必要最低限の会話で関わりを避けていたのに、
何がラウールを変えたんだろう。



夕食の時、康二と話しているとき
今までと違って柔らかい雰囲気だったことは
俺の気のせいじゃないと思う。





「何となく話してみたら、話しやすい人で。
そこから話すようになったよ」




お皿を食器棚に直しながらラウールは答える。
よかった。ラウールに、他にも友達ができたんだ。





「二人ってどんな話をするの?」




少し、変な間があって。


「え?あ、普通の世間話だよ」

「今日の天気とか好きなご飯とか?」




そうそう、と背中を向けて応えるラウールに、
何となく違和感。



違和感が何かと訊ねられたら、
説明できない漠然としたものだけどさ。





お皿を洗い終えて、キュッと蛇口を閉めた。




「俺以外にも友達ができてよかったよ」





俺は本心からそう述べたんだけど、
振り返ったラウールの顔が少し引きつった。






「俺の親友はめめだけだよ。
康二くんにも、めめは自慢の親友って話してる」


「え?俺の話してるの?」




俺の言葉に、ほんの一瞬、目が泳いで。

「まあ。たまに」とだけ言えば
残りのお皿を拭き始めた。





俺の名前が出てくるとは思わなかった。
二人で居るときはどんな話をしてるのかな。





「康二くんと僕の気持ちが重なるとこがあって。
それで意気投合したってだけ」

 
「重なるところ?」



康二は、いつも明るくてムードメーカー。
かなり寂しがり屋で、常に誰かと話してて。
人と関わることが好きで音楽SHOPで働いてる。


そんな康二と、ラウールの重なるところ?




共通点を探していると、
ラウールが痛いところを突いてきた。






「あべくんとは最近話してる?」と。





そこに悪意は感じなかったけれど、
そっとしておいてほしいところでもあって。




「タイミングが合わなくて話せてない。

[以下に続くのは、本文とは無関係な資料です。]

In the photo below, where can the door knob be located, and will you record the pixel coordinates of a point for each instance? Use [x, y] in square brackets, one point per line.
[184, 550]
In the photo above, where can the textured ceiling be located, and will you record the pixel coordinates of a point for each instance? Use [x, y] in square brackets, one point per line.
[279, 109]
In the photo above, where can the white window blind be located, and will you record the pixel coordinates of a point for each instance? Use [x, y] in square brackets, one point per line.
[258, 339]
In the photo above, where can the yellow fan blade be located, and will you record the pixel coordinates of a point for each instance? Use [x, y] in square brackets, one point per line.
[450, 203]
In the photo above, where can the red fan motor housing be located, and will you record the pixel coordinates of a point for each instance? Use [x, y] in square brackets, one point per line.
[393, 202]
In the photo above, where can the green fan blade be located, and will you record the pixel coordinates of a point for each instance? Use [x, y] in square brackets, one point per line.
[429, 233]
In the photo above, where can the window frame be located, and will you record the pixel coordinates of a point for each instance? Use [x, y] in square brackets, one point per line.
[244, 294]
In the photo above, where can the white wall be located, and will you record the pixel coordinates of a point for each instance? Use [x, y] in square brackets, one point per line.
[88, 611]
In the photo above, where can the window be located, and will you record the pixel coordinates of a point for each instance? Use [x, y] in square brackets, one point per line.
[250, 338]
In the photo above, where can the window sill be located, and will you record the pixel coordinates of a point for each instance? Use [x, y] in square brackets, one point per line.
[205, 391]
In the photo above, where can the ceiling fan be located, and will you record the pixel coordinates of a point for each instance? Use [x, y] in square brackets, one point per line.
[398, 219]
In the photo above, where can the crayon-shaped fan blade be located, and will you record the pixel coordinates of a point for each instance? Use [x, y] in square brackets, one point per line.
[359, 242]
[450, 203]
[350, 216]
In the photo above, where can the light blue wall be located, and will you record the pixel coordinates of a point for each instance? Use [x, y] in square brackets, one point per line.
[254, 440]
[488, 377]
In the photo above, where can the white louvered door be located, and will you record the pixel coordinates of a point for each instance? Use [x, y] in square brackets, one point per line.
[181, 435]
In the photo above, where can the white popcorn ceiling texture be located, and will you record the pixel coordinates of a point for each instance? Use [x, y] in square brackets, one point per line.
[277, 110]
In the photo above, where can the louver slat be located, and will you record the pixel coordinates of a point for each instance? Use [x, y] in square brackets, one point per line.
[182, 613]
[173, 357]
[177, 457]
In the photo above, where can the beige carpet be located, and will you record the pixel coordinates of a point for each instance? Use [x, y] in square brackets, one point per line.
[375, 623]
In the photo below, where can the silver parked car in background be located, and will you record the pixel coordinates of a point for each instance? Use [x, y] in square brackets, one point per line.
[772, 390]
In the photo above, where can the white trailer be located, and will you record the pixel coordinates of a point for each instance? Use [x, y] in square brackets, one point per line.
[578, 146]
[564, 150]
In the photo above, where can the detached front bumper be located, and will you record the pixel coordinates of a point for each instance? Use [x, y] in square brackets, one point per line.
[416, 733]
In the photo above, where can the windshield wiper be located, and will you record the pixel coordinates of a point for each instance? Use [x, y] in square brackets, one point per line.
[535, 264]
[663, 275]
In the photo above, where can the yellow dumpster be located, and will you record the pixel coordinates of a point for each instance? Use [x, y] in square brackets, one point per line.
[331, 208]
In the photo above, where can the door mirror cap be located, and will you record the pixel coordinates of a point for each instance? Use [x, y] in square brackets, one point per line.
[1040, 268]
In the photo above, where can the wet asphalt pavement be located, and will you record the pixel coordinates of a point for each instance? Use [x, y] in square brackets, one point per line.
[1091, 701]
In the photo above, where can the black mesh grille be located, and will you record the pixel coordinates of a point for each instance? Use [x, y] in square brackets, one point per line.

」



咄嗟(とっさ)に嘘を吐いた。



あの日の。あべちゃんに壁を作られた日の。
やり取りを何も知らないラウールは、
この言葉で信じると思った。



「また話せるといいね」




その"また"は"いつ"に、なるのか分からない。
1ヶ月後?それとも半年後か、1年後か。


話せる日が、来るのかな。なんて。




ラウールは、何も知らないと思ってた。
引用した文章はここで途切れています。